NOR Shakespeare Issue
The newest issue of New Orleans Review is a special tribute to Shakespeare. According to Guest Editor Hillary Eklund, “The primary motivation for this issue is that 2016 marks the 400th anniversary of William Shakespeare’s death, and we wanted to commemorate that by looking at Shakespeare’s 21st century literary afterlives.”
The original call for submissions was: “Four centuries after William Shakespeare’s death, his name ennobles a variety of cultural institutions, from libraries and endowed chairs to summer camps and rubber duckies. Even as these structures—both lofty and lowly—rise and fall, we bear witness to the greatest power Shakespeare described: that of poetry itself to preserve without rigidity, to endure without sameness, and to inspire without dominance. Beyond the array of institutions that bear his name, what conversations do Shakespeare’s eternal lines animate now?”
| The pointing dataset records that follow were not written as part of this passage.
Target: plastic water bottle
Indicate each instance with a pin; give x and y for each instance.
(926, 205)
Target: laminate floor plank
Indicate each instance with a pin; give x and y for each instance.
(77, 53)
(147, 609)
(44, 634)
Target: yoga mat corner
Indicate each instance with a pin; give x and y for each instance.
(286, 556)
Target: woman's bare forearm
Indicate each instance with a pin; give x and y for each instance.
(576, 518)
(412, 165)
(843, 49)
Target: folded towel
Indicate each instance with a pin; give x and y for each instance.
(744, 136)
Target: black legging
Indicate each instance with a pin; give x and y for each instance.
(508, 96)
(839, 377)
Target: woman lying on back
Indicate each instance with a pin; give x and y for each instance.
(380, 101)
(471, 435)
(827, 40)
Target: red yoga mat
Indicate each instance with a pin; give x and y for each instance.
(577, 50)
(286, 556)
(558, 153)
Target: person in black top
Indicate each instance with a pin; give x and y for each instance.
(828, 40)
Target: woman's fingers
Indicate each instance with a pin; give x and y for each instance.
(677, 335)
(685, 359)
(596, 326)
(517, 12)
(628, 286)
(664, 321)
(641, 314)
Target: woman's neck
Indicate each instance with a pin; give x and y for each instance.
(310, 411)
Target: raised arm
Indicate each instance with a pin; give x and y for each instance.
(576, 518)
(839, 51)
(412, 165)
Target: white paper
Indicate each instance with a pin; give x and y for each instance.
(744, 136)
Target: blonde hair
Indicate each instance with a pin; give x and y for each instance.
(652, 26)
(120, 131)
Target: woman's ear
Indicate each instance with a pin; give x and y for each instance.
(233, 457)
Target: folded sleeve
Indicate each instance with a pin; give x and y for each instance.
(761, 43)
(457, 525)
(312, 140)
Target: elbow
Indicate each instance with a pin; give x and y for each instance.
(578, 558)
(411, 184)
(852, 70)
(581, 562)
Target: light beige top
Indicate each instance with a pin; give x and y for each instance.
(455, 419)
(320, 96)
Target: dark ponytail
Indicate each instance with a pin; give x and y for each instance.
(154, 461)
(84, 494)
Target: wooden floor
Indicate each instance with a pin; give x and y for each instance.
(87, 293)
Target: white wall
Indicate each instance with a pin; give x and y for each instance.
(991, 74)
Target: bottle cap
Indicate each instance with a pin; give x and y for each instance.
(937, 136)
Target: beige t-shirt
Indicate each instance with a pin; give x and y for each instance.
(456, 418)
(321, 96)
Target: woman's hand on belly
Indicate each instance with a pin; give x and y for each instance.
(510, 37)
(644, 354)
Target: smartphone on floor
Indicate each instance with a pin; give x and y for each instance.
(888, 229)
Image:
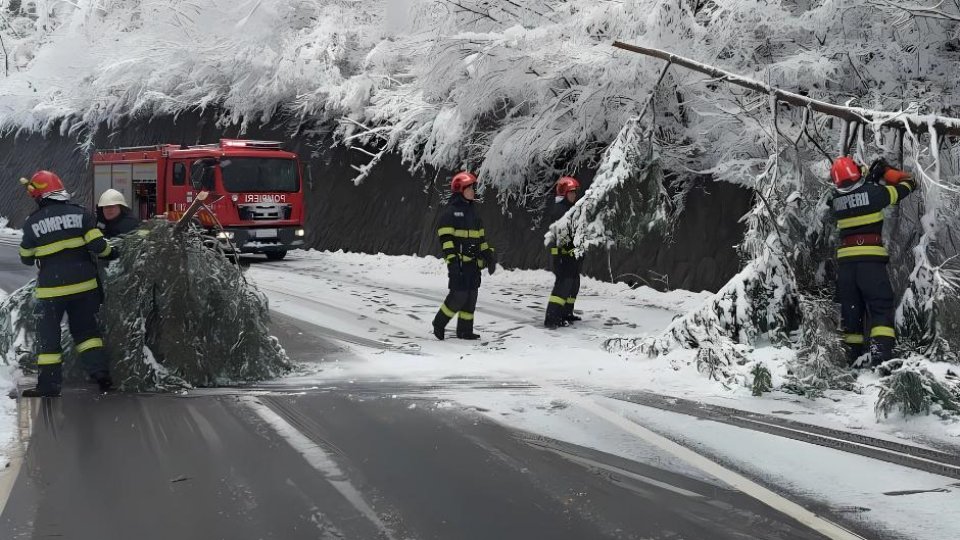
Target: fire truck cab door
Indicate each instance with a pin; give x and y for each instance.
(179, 188)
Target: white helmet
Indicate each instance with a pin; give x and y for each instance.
(112, 197)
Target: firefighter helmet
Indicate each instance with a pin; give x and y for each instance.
(845, 172)
(461, 181)
(42, 184)
(112, 197)
(566, 184)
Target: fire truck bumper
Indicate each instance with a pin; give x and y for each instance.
(265, 240)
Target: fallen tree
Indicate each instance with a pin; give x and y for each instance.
(783, 295)
(177, 314)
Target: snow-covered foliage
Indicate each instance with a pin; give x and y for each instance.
(913, 388)
(523, 91)
(177, 314)
(625, 201)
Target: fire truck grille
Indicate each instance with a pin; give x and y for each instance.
(265, 212)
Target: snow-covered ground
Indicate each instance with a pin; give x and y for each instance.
(518, 372)
(8, 407)
(393, 300)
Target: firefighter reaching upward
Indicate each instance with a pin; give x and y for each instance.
(566, 265)
(466, 252)
(113, 214)
(62, 239)
(863, 286)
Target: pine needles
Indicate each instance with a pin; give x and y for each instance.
(177, 314)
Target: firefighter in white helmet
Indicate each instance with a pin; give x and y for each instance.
(113, 214)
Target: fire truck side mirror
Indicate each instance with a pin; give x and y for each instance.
(202, 173)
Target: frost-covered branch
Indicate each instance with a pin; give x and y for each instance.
(942, 124)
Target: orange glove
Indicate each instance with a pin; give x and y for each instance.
(894, 176)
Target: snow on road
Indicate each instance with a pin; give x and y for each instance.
(8, 410)
(385, 304)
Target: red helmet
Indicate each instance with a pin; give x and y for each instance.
(42, 183)
(461, 181)
(566, 184)
(845, 171)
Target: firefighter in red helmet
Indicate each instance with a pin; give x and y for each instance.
(63, 239)
(863, 285)
(466, 252)
(566, 265)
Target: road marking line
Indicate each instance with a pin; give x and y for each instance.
(17, 448)
(738, 481)
(854, 443)
(319, 459)
(622, 472)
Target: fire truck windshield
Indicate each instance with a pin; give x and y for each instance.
(244, 175)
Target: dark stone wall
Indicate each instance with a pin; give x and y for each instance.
(394, 212)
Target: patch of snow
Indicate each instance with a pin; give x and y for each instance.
(8, 408)
(391, 300)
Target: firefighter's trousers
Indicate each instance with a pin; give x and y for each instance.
(461, 304)
(560, 305)
(81, 310)
(867, 308)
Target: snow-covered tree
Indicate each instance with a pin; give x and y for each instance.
(523, 91)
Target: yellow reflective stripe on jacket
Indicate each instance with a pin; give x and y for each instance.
(883, 331)
(92, 235)
(66, 290)
(56, 247)
(50, 359)
(859, 221)
(92, 343)
(894, 194)
(862, 251)
(853, 339)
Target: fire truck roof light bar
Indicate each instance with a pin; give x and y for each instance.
(272, 145)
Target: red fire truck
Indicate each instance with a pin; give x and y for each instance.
(256, 189)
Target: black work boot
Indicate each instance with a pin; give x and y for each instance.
(49, 381)
(41, 392)
(552, 324)
(881, 350)
(854, 352)
(104, 382)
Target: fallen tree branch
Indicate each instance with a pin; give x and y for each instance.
(943, 125)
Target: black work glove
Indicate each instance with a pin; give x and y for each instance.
(877, 168)
(114, 254)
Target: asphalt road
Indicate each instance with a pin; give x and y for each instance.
(334, 464)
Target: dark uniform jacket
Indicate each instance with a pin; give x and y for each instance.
(859, 216)
(464, 243)
(62, 239)
(124, 224)
(564, 260)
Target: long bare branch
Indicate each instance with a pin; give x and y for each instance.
(943, 125)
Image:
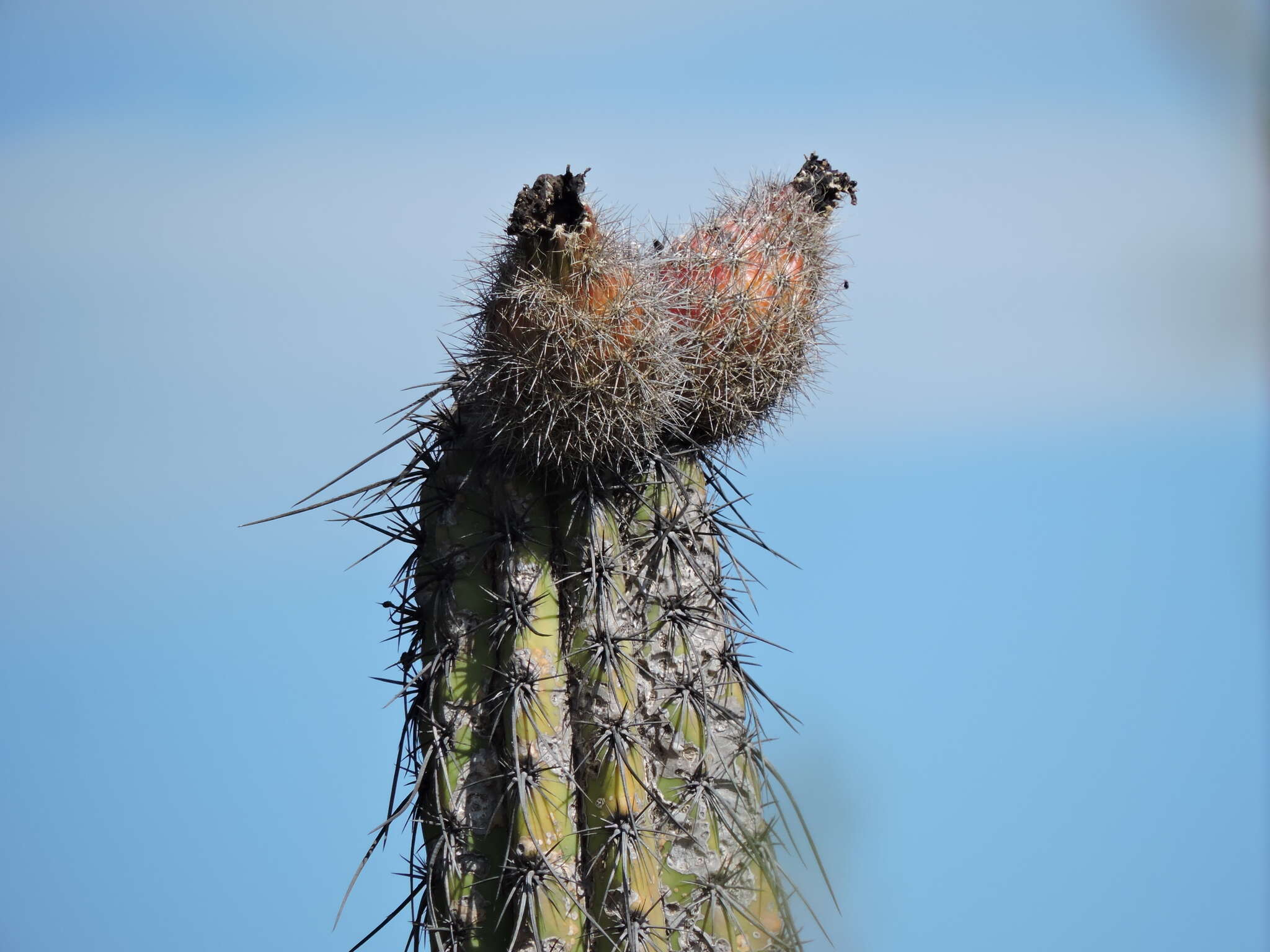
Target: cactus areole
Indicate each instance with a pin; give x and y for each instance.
(580, 763)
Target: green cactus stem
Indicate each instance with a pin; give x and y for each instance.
(580, 765)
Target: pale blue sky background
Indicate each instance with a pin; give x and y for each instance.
(1029, 631)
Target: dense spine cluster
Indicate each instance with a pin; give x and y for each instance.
(580, 763)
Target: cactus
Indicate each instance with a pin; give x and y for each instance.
(580, 764)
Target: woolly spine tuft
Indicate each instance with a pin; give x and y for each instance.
(755, 288)
(569, 364)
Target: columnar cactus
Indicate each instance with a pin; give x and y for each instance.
(580, 764)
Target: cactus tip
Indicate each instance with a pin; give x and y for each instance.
(824, 183)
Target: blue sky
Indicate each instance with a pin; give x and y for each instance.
(1029, 627)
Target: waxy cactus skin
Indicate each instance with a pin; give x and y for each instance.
(580, 765)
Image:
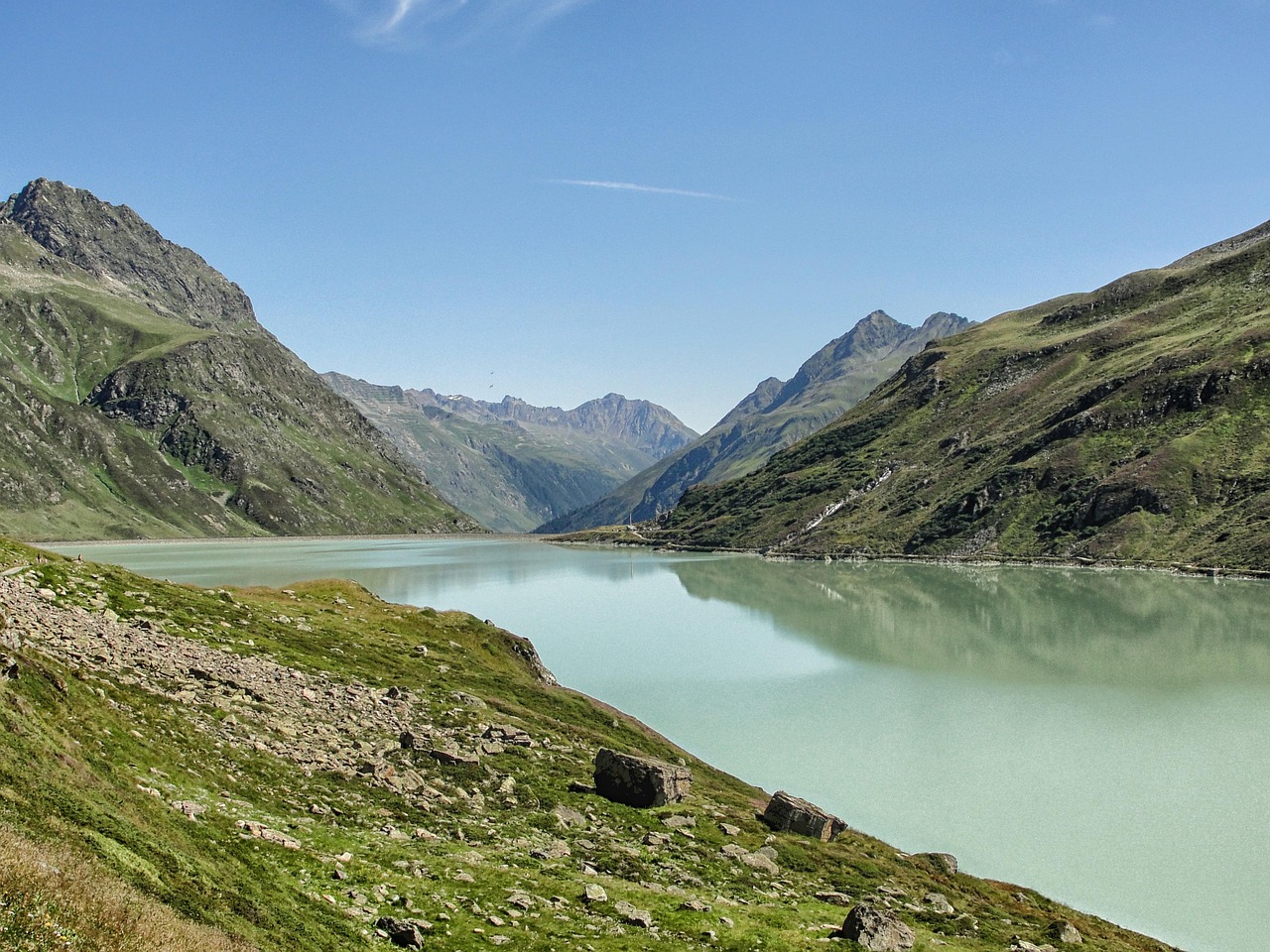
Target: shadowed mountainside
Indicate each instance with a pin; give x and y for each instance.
(1128, 422)
(141, 398)
(776, 414)
(512, 465)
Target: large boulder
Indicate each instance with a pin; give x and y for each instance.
(638, 780)
(797, 815)
(876, 929)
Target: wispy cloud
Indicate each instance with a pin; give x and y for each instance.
(407, 22)
(633, 186)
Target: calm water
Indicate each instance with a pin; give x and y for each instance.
(1100, 737)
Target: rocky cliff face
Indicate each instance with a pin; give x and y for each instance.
(776, 414)
(1124, 424)
(141, 398)
(513, 465)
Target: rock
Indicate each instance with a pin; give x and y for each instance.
(407, 933)
(508, 735)
(944, 862)
(638, 780)
(1064, 930)
(635, 916)
(790, 812)
(556, 849)
(876, 929)
(761, 862)
(679, 823)
(833, 897)
(454, 757)
(567, 816)
(1017, 944)
(939, 902)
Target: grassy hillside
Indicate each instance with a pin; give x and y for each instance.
(139, 397)
(776, 414)
(1124, 424)
(259, 766)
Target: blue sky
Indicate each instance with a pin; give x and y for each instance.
(411, 191)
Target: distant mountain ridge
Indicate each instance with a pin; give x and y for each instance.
(509, 463)
(774, 416)
(1124, 424)
(141, 398)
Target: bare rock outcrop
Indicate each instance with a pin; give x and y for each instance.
(638, 780)
(789, 812)
(876, 929)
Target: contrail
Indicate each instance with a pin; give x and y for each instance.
(633, 186)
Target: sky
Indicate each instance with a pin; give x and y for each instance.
(671, 199)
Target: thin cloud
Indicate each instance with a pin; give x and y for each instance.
(633, 186)
(403, 22)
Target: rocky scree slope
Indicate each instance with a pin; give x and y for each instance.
(139, 397)
(316, 769)
(776, 414)
(509, 463)
(1125, 424)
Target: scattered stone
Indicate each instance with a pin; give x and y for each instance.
(556, 849)
(638, 780)
(939, 902)
(635, 916)
(454, 757)
(876, 929)
(761, 862)
(190, 809)
(789, 812)
(567, 816)
(407, 933)
(833, 897)
(944, 862)
(1065, 932)
(508, 735)
(258, 829)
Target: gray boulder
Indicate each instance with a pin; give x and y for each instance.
(1066, 932)
(876, 929)
(407, 933)
(944, 862)
(797, 815)
(638, 780)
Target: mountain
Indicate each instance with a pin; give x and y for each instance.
(776, 414)
(512, 465)
(140, 397)
(1123, 424)
(361, 775)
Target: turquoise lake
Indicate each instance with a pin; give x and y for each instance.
(1102, 737)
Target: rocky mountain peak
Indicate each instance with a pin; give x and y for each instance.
(114, 243)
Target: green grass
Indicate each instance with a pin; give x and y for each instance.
(93, 761)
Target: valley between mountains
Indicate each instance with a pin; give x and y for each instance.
(271, 770)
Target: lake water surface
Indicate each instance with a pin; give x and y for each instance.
(1100, 737)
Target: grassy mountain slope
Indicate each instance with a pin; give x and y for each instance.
(259, 766)
(776, 414)
(140, 397)
(1123, 424)
(512, 465)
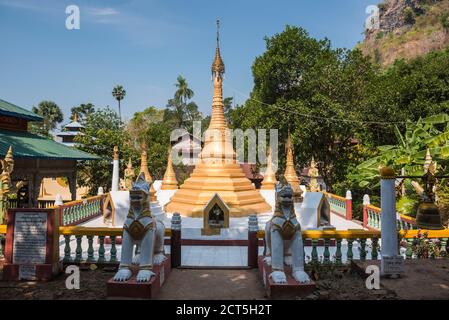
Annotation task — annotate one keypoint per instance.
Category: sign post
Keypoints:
(32, 245)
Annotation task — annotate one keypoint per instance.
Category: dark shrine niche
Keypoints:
(216, 217)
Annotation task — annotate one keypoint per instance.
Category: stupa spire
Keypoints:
(269, 178)
(217, 119)
(144, 163)
(217, 170)
(290, 172)
(169, 182)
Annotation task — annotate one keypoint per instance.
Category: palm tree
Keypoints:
(183, 91)
(119, 94)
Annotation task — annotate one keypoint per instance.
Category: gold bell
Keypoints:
(428, 217)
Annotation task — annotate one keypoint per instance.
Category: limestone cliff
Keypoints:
(407, 29)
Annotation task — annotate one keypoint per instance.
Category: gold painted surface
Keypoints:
(115, 155)
(144, 164)
(269, 178)
(169, 182)
(290, 172)
(217, 170)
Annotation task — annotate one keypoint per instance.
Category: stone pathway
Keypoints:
(423, 279)
(213, 284)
“We welcomed submissions that riff on, respond to, reimagine, or recast any of Shakespeare’s works in any genre,” says Eklund, “including short fiction, poetry, image/text collections, creative nonfiction, and scholarship. The response was great. We had submissions from poets, fiction writers, essayists, and scholars. We especially relished the opportunity to put creative work in direct conversation with scholarly work; few journals have the license to do that, and the result is, I think, quite exciting.”
Eklund herself is a scholar of early modern literature and Associate Professor of English at Loyola University New Orleans. She has published articles and chapters in Shakespeare Studies and in essay collections on early modern literature. Her book Literature and Moral Economy in the Early Atlantic: Elegant Sufficiencies came out in 2015 with Ashgate Press, and she has a collection of essays, Groundwork: English Renaissance Literature and Soil Science, forthcoming from Duquesne University Press.
When I asked about the experience of editing this issue, Eklund responded: “The experience has helped me to focus the chatter around Shakespeare, who this year more than ever seems to be everywhere, and I hope it will have a similar effect on our readers. As we take stock of the many commemorations and celebrations of Shakespeare in 2016, the pieces in this issue help us think through the question of what we gain from Shakespeare today – what, if anything, reading or thinking about Shakespeare is good for. Some of our contributors have taken up Shakespeare’s enduring themes and respun them in modern contexts. Others have used contemporary contexts to rethink some of the problems Shakespeare’s work presents, particularly problems of gender and race.”